Money and Power, the two Great Seducers

Money and Power, the two Great Seducers 2015-03-13T00:27:54+00:00

This morning, for no good reason, I awoke with this song in my head:

Billy Joel talking to himself, and the rest of us, about how quickly insulation and unreality seep in when we attain a measure of financial and professional success that the world admires:

All the people want to know your name
Soon there will be lines outside your door
Feelings do not matter in your game
Yeah, ’cause nothing’s gonna touch you anymore

So your life is only living anyhow
And everybody loves you now

Close your eyes when you don’t want to see
Stay at home when you don’t want to go
Only speak to those who will agree
Yeah, and close your mind when you don’t want to know

You have lost you innocence somehow
But everybody loves you now

Sounds like a priority-spinning, values-wasting, perspective-perverting nightmare, to me — one that makes me glad to be a nobody, and also to hope that if my son actually does manage to be even a little successful in his musical ambitions, he’ll keep someone close-by to him to remind him that, at the end of the day, he’s a fool and an idiot, just like the rest of us; really not all that.

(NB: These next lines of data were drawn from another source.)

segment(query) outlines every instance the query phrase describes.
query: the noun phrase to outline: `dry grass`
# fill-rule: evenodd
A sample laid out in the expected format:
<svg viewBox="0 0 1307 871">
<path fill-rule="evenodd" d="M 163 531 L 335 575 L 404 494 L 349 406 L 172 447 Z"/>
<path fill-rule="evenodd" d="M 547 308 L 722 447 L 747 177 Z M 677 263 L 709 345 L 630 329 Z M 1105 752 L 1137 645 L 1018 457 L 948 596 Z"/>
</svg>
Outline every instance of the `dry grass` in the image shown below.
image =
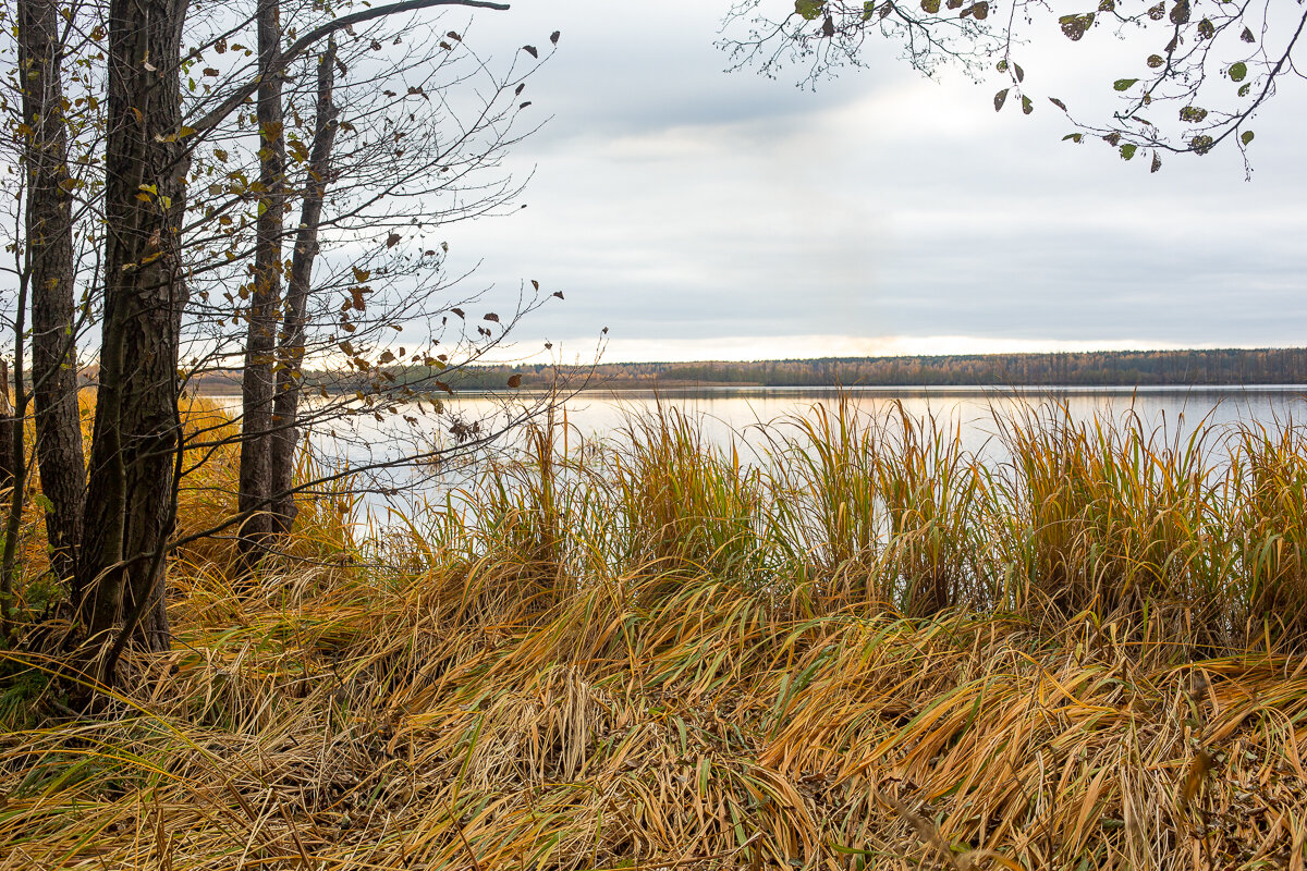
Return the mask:
<svg viewBox="0 0 1307 871">
<path fill-rule="evenodd" d="M 1303 868 L 1300 431 L 1001 423 L 544 428 L 243 598 L 188 548 L 115 716 L 14 656 L 0 870 Z"/>
</svg>

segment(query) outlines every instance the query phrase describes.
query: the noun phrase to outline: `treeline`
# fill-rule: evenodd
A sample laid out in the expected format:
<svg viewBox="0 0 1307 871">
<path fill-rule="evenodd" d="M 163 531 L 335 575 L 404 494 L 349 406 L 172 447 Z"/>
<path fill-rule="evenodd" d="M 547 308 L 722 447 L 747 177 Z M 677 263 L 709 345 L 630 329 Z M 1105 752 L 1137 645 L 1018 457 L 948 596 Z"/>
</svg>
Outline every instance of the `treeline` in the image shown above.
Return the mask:
<svg viewBox="0 0 1307 871">
<path fill-rule="evenodd" d="M 312 392 L 354 392 L 378 371 L 306 372 Z M 1217 349 L 1189 351 L 1086 351 L 1069 354 L 954 354 L 941 356 L 863 356 L 809 360 L 604 363 L 562 372 L 549 364 L 469 366 L 444 372 L 423 366 L 386 367 L 392 388 L 433 384 L 450 390 L 542 389 L 562 383 L 576 388 L 672 387 L 1155 387 L 1307 384 L 1307 349 Z M 204 394 L 230 394 L 239 383 L 227 376 L 199 380 Z M 437 389 L 439 396 L 442 389 Z"/>
<path fill-rule="evenodd" d="M 523 387 L 545 387 L 544 366 L 481 368 L 467 373 L 486 385 L 521 375 Z M 1183 351 L 1086 351 L 1067 354 L 953 354 L 865 356 L 744 363 L 609 363 L 591 387 L 1149 387 L 1307 383 L 1307 349 Z"/>
</svg>

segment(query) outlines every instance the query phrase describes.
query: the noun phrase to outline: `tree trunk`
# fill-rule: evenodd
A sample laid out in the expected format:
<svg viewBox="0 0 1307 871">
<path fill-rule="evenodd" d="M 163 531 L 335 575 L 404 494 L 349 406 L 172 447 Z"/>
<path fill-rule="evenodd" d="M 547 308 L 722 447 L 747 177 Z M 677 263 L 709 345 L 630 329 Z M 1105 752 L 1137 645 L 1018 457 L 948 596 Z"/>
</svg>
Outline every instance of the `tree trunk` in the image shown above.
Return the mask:
<svg viewBox="0 0 1307 871">
<path fill-rule="evenodd" d="M 175 520 L 178 232 L 190 159 L 178 65 L 186 0 L 110 0 L 105 320 L 77 586 L 88 632 L 169 645 L 161 559 Z M 140 195 L 140 196 L 137 196 Z M 111 679 L 112 675 L 102 675 Z"/>
<path fill-rule="evenodd" d="M 86 469 L 77 407 L 72 184 L 56 7 L 55 0 L 18 4 L 18 68 L 24 72 L 22 114 L 30 129 L 24 158 L 35 453 L 41 490 L 50 500 L 50 567 L 58 578 L 68 581 L 81 545 Z"/>
<path fill-rule="evenodd" d="M 339 110 L 332 104 L 336 76 L 336 40 L 318 59 L 318 114 L 314 121 L 314 142 L 308 154 L 308 179 L 305 185 L 299 227 L 295 232 L 295 251 L 290 259 L 290 282 L 286 286 L 286 312 L 281 326 L 277 359 L 277 394 L 272 407 L 272 513 L 280 533 L 289 533 L 295 522 L 294 487 L 295 447 L 299 430 L 301 379 L 305 356 L 305 312 L 308 307 L 310 281 L 314 259 L 318 256 L 318 230 L 322 223 L 323 198 L 331 171 L 331 151 L 336 141 Z"/>
<path fill-rule="evenodd" d="M 272 533 L 272 363 L 281 302 L 281 234 L 286 202 L 286 140 L 282 136 L 281 27 L 277 0 L 259 1 L 259 218 L 255 227 L 254 293 L 240 385 L 240 494 L 238 509 L 248 512 L 240 526 L 246 569 L 259 560 Z"/>
</svg>

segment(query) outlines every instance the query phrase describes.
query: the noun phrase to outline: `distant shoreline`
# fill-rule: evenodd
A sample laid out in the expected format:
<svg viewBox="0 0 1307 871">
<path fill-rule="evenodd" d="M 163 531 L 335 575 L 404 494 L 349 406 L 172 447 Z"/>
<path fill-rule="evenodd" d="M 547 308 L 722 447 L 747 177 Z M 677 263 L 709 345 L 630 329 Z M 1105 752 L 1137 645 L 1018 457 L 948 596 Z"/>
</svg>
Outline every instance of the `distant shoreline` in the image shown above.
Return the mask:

Seriously, if you look at the people who “make it” who manage the fame, the fortune and the power that comes with it, would you really want to change places with them? I wouldn’t. As nice as it might sound to have a vacation home on the Mediterranean or to be able to access a private jet and go anywhere on a moment’s notice — and yes, that does sound great, doesn’t it? — the trade-off is a weird isolation, where you’re traveling among a set of people you probably would never want to be around in other circumstances, but they’re the ones who “make things happen” and “open doors” and besides, you’re no longer in a position where you can stroll into a local corner pub and order a sandwich. Too many strangers, now, too unsafe.

Ah, you know that nothing lasts forever
And it’s all been done before
Ah, but you ain’t got the time to go to Cold Spring Harbor
No more

Worldy success may deliver unto us many, many things — more things than we could ever need or use — but it costs almost everything, too: the sense of personal freedom that comes with anonymity; being able to trust that people are telling you the truth, instead of what you want to hear; losing the efficient friction that comes from hearing the word “no”, from time to time.

There is a whole chapter in Strange Gods devoted to the Idol of Prosperity, and how subtly we serve it; how it confuses society until it insidiously owns all of us; how the “haves” cling to and protect their wealth while the “have-nots” are prompted to simultaneously resent the rich and strive to join them.

When we are wealthy, we are segregated from ordinary people and ordinary realities, things like standing in lines, struggling with bills, and relying on mass transit. We stop identifying with those from whom we are separated. When we can no longer identify with others, we can begin to dehumanize them. When we dehumanize others, we lose sight of God, for we are made in his image, and thus we embrace a dreadful spiritual poverty in which we see only ourselves as a divine image. Rather than our world becoming enlarged, it becomes smaller. Our circle of acquaintances becomes more select, which means our perspective becomes diminished as well. Surrounded by others who are accustomed to hearing only yes and who believe they are charting their own destinies (absent any bothersome God), we turn and away from our better angels. And then we become lonely, and we do not know why.

But while the pope is, justifiably, dressing down the “bishop of bling”, I wouldn’t make the argument that wealth is, in and of itself, an evil thing. Saint Paul says the love of money is the root of all evil, not the money itself. Just as guns are simply objects, only made evil in how they are used, money is just money, and how you attach to it, and what you choose to do with it, is what corrupts the soul.

Prosperity is not evil in and of itself. A wealthy nation is one that can respond quickly and effectively to help another nation in crisis. A wealthy philanthropist can do a great deal of good for others. It was the wealthy Joseph of Arimathea who had the coin, the connections, and the clout to have Jesus’s tortured body removed from the cross, shrouded in fine linen, and entombed before the Sabbath. All of this was essential to the Resurrection. But prosperity can be a fast and powerful vehicle for driving us away from what Christ has told us is essentialwhich does not include getting rich.

In the end, everything always comes down to our intention, and with how we use the gifts we are given. You could do a great deal of good with money, if your heart is open to it.

I, of course, have often and often told the Lord that — while I have no real desire to be wealthy — I would be a very good person on which to bestow the gift of material wealth, because I would be so very quick to share it with folks like these, and these, and these, and these.

And I’d start a foundation, to give music lessons and instruments to people who can’t afford or have been denied them — kids and adults, alike. I’d call it “The Saint Cecilia Joyful Noise Foundation for Musicians at Any Age.”

As you can see, I have put a bit of thought into this.

But the lord knows me better than I know myself, and he obviously knows I can stand neither temptation nor testing, in the moolah department.

And I’m really okay with that.

See how all the people gather ’round
Hey, isn’t it a thrill to see them crawl?
Keep your eyes ahead and don’t look down
Yeah, and lock yourself inside your sacred wall

This is what you wanted; ain’t you proud?